ArmDescriptionAssigned Intervention
Pregnant Women undergoing Cesarean Delivery
  • Device: ClearSight
    The ClearSight system provides continuous blood pressure and advanced hemodynamic parameters from a noninvasive finger cuff sensor. Therefore, placing both cuff sensors in different arms will ensure no interference with the ClearSight readings due to the conventional blood pressure cuff inflation.

Recruiting Locations

The Ohio State University
Columbus, Ohio 43210
Contact:
Alberto Uribe, MD
6142933559
alberto.uribe@osumc.edu

More Details

Status
Recruiting
Sponsor
Ohio State University

Study Contact

Ling-Qun Hu, MD
6142936302
LingQun.Hu@osumc.edu

Detailed Description

Enrolled parturients undergoing elective cesarean delivery under spinal anesthesia will participate in this prospective, observational study following informed consent.
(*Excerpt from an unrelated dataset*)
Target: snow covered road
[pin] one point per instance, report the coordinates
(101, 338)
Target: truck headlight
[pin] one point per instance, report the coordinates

Standard perioperative care will be maintained, including administration of spinal anesthesia (1.6 mL of 0.75% hyperbaric bupivacaine with fentanyl 10 mcg and morphine 100 mcg), crystalloid co-loading, and a prophylactic phenylephrine infusion. For study purposes, the ClearSight™ system will be applied noninvasively to both the upper and lower extremities, with a finger cuff placed on the ring finger of the arm opposite the intravenous line and a toe cuff placed on the left foot, while a standard oscillometric blood pressure cuff will be placed on the same arm. Continuous beat-by-beat blood pressure and flow measurements will be recorded from 3 minutes prior to spinal anesthesia placement until 3 minutes after neonatal delivery, alongside routine intermittent arm cuff measurements. Intraoperative maternal events and hemodynamic parameters will be documented, and neonatal outcome data-including Apgar scores, need for airway support, and NICU admission-will be extracted from the electronic medical record. No additional interventions beyond standard care will be performed, and all data collected will be used to compare the predictive performance of upper versus lower extremity hemodynamic measurements for neonatal outcomes.